Germany's DAX pierced above its recent record high in early trade, gaining as much as 0.37 percent, before slipping back into negative territory, down 0.05 percent.
Data showed Germany's economy grew just 0.1 percent in the first quarter, while France entered a shallow recession, contracting by 0.2 percent, more than economists had expected.
Barclays France director Franklin Pichard said the sluggish data reinforced the view that the European Central Bank's policy stance will have to remain very accommodative for a while.
"There won't be changes for now regarding central bank policy, which is supporting inflows into risky assets. Investors are digesting the bad GDP figures, but the main focus for (the) market is still the liquidity."

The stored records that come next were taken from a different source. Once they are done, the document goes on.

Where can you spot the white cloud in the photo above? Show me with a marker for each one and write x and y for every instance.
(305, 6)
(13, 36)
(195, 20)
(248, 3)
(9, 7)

Shares in Allianz climbed 0.7 percent after the insurance group posted a surge in profit and revenue, while steelmaker ThyssenKrupp rose 3.6 percent after reporting better-than-expected profit and on speculation that the sale of its Steel America unit is imminent.
Shares in Italy's Banca Monte dei Paschi di Siena rose 1.8 percent after the bank posted a smaller-than-expected quarterly loss, fuelling hopes of a turnaround for the lender, embroiled in a derivatives scandal.
European stocks have gained nearly 10 percent since mid-April, boosted in part by the ECB's supportive monetary policy, including an interest rate cut earlier this month.
"The euro zone economy is stalled, but people are buying for the medium term, betting that things will improve on the macro front around September," said David Thebault, head of quantitative sales trading, at Global Equities.
"Investors are buying every dip. With gold now bearish and high-yield debt in a bubble, equities is the only interesting risky asset class out there."